Emotions and the Job Search
Managing your emotions is as key in the job search as it is in negotiations. It is important to become a blank slate!
This is the 6th post in the Negotiator Job Search series.
The rest of the series can be found here.
In Jim Camp’s book, Start with NO…The Negotiating Tools that the Pros Don’t Want You to Know, he writes:
In my system, “blank slate” is a verb. As negotiators, we actively blank slate in order to create a blank slate in our own minds, which then sits ready and waiting to receive any new information, new attitudes, new emotions, or new anything that our adversary wittingly or unwittingly beams our way. It is through blank slating that we learn what’s really going on in this negotiation— what’s really holding things up, what the adversary really needs.
Maintaining a blank slate or keeping your emotions in check is key in the job search.
Managing Positive Emotions
During a recent interview, a client of mine was told, “We needed you in this job yesterday!”
It would have been easy for her to think she basically had this job! She could have let down her guard and not listened with the same level of attention. She could have stopped asking probing questions. Instead, she said thank you and moved on to the next question.
You have to remember to not get caught up in your positive euphoria. You need to stay focused and not let your positive emotions get you to lose sight of the goal.

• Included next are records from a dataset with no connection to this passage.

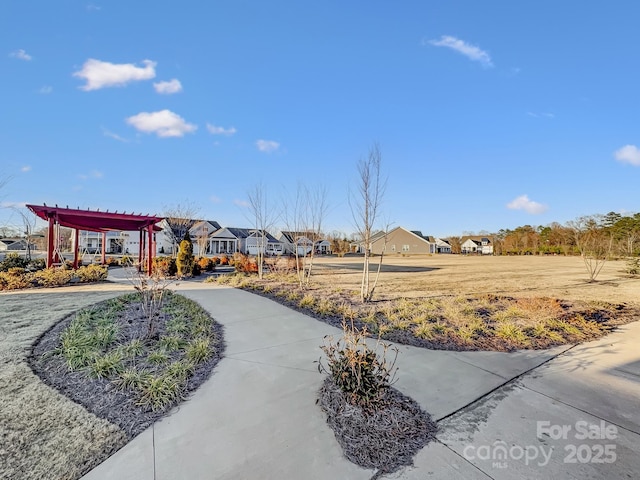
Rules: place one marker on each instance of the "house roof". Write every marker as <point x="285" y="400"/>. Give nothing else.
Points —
<point x="290" y="236"/>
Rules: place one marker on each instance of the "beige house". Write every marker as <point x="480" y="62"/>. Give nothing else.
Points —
<point x="476" y="245"/>
<point x="402" y="241"/>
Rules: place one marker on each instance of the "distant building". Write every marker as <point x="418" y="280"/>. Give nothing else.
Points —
<point x="476" y="245"/>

Remember your Mission and Purpose of the job search.
Managing Negative Emotions
Many of you have encountered a situation wherein the recruiter calls you and starts to discuss money very early on. They throw out a low ball number, and you think:
Oh crap! I can’t work for that amount of money. What the heck should I do now?

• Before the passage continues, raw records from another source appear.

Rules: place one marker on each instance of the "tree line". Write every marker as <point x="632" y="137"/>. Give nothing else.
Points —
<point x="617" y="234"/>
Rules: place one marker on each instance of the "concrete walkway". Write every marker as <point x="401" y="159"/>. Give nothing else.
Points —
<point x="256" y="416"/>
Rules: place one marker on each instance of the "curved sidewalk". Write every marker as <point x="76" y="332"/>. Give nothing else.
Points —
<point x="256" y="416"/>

It would be easy to lose your excitement for the position.
In late 2007, I was called by a recruiter from a sexy startup. They had a newly created training position, and wanted to know if I was interested. We got into a discussion of compensation, and I asked her what she had budgeted for the position. She gave me a really low number.
At this point, I could have easily said I was not interested. Instead, I responded that they will not get anyone with any real experience at that price. They really needed someone with a fair amount of experience for this position. She asked me about my current salary.

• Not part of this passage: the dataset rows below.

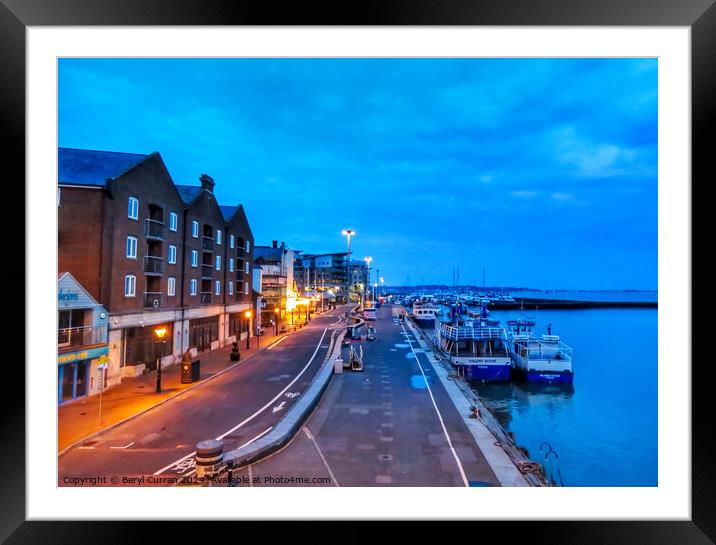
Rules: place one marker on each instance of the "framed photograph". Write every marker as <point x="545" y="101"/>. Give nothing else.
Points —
<point x="402" y="263"/>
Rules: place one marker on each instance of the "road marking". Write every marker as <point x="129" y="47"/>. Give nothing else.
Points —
<point x="440" y="417"/>
<point x="278" y="341"/>
<point x="308" y="433"/>
<point x="125" y="446"/>
<point x="248" y="419"/>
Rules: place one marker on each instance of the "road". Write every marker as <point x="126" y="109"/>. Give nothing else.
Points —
<point x="237" y="406"/>
<point x="391" y="425"/>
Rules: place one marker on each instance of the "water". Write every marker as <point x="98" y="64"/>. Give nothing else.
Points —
<point x="603" y="428"/>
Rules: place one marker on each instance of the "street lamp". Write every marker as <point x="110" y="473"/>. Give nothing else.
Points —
<point x="248" y="327"/>
<point x="367" y="265"/>
<point x="159" y="333"/>
<point x="349" y="233"/>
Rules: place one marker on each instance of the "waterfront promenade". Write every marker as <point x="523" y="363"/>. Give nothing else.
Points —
<point x="393" y="424"/>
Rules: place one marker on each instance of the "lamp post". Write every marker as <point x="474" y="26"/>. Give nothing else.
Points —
<point x="367" y="260"/>
<point x="349" y="233"/>
<point x="159" y="333"/>
<point x="248" y="327"/>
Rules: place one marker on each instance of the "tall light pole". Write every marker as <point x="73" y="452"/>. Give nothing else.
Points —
<point x="349" y="233"/>
<point x="368" y="261"/>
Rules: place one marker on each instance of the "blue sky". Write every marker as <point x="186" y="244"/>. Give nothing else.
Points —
<point x="542" y="170"/>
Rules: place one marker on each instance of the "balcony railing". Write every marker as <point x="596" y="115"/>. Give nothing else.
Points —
<point x="71" y="337"/>
<point x="152" y="299"/>
<point x="207" y="271"/>
<point x="153" y="264"/>
<point x="154" y="229"/>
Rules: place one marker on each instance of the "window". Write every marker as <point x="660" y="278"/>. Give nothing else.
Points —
<point x="171" y="286"/>
<point x="133" y="208"/>
<point x="132" y="247"/>
<point x="130" y="285"/>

My current salary was not relevant because I was working for a non-profit.
I gave her an approximate number of what I made when I left high tech sector four years earlier (which was double what she had budgeted!).
She asked me if I was still interested.
I told her we should keep talking.
I could have easily become negative, and it would have come out in our conversation. Instead, I maintained a blank slate. They eventually made me an offer that was close to my previous compensation.